The company has been forced to issue a series of apologies after it admitted last week that it let its journalists use internal customer information to inform their coverage when they worked on stories – a scandal that even Bloomberg itself has admitted is "inexcusable".

The most recent and grovelling mea culpa came from Mr Winkler in a personally bylined piece that appeared on the front page of Bloomberg's news service early yesterday morning, as traders returned to work after the weekend.

"Our reporters should not have access to any data considered proprietary. I am sorry that they did," wrote Mr Winkler in the 600-word column, entitled "Holding Ourselves Accountable". "The error is inexcusable."

His apology came as US and European regulators including the Federal Reserve, the European Central Bank and Germany's Bundesbank are considering whether to investigate Bloomberg's behaviour.

Banks including Goldman Sachs and JP Morgan raised concerns after it appeared that reporters had used internal Bloomberg customer information. In at least one case, a journalist was said to have contacted Goldman and suggested that a partner might have left because they hadn't logged into their Bloomberg machine recently.

This is not a scandal that is confined to Wall Street. The shockwaves have been felt in London as JP Morgan has raised questions about Bloomberg's coverage of the bank's huge losses incurred last year, involving a trader dubbed "the London Whale".

Mr Winkler insisted that his reporters had had only limited access to customer data, and claimed that this fact got "lost in much of this weekend's conversation" after the scandal broke. "At no time did reporters have access to trading, portfolio, blotter, monitor or other related systems. Nor did they have access to clients' messages to one another. They couldn't see the stories that clients were reading."

But he admitted that reporters could look at a users' login history and see "high-level types of user functions on an aggregated basis" – such as how many times a user had looked at certain functions on a Bloomberg terminal. "This is akin to being able to see how many times someone used Microsoft Word vs Excel," he said.

Reporters could also see information about helpdesk inquiries when a client contacts Bloomberg and asks for help on how to get a specific piece of information.
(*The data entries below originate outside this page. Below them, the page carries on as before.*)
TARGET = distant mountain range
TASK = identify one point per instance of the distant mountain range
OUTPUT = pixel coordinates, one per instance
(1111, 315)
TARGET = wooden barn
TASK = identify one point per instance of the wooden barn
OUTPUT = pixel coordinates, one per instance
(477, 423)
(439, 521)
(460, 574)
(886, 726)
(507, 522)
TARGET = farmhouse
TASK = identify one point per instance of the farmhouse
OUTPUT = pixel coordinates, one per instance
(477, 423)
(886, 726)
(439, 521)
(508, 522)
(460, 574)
Such insight could still be potentially valuable for a journalist chasing a story – despite Mr Winkler's efforts to downplay the scale of the privacy breach. Bloomberg has now barred reporters from such access.

It is too early to say what impact the scandal might have on the reputation of a company which is thought to generate $7bn a year in sales and is highly profitable. Clients have come to depend on Bloomberg's financial data, and there is no sign yet of any customers cancelling accounts.
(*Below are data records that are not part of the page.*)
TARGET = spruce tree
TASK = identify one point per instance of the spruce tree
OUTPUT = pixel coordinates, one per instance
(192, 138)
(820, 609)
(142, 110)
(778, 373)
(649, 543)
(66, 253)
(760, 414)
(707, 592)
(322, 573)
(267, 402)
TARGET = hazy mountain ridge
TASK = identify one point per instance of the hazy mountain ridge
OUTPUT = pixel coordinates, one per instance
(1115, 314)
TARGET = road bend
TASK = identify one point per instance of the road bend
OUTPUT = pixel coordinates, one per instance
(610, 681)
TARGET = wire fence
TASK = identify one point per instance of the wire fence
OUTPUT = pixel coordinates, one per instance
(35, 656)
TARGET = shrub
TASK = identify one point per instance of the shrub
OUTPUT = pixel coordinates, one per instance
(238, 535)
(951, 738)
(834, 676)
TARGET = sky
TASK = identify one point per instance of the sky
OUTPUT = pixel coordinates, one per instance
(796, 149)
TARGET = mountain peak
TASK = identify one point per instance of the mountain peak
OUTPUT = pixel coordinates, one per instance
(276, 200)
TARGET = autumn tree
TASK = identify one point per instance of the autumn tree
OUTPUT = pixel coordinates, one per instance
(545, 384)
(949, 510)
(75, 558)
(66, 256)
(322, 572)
In the short term, this scandal is hugely embarrassing for Mr Winkler and, of course, for Mr Bloomberg, who owns 80 per cent of the company, even though he is hands-off at present because of his mayoral duties.
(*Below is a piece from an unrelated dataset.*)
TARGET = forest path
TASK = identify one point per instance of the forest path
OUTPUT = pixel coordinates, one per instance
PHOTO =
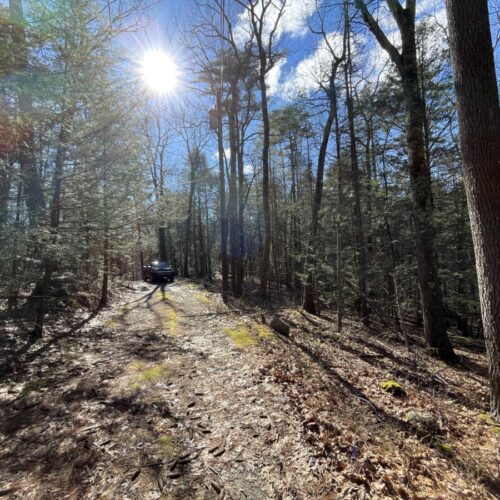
(159, 396)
This is a company that likes to boast that it does not use anonymous sources and insists on quoting even company spokespeople by name in news articles. "We must be able to confirm it; we must not be speculative; we must not be questionable," Mr Winkler said in a rare 2011 interview. "The essence of Bloomberg is transparency."

The New York Post, owned by Rupert Murdoch's News Corporation, which is also the parent company of Dow Jones and The Wall Street Journal, broke the story last week, and has been crowing about the scandal. "Bloomberg reporters spying on financial clients!" tweeted Mr Murdoch yesterday.

Niri Shan, a reputation management specialist at the London firm of solicitors Taylor Wessing, said: "This disclosure is very damaging. It goes to the heart of the integrity of what they do. Having said that, to fess up in the way they have in a very fulsome way is the best way of dealing with things. Sometimes the way an issue is handled in the aftermath can exacerbate the damage done to reputation. I think they've done absolutely the right thing in the way they have handled it."

The big question is whether this scandal will end with the apology. Regulators, especially in the United States, expect high standards when it comes to financial reporting and disclosure, and are unlikely to take a positive view.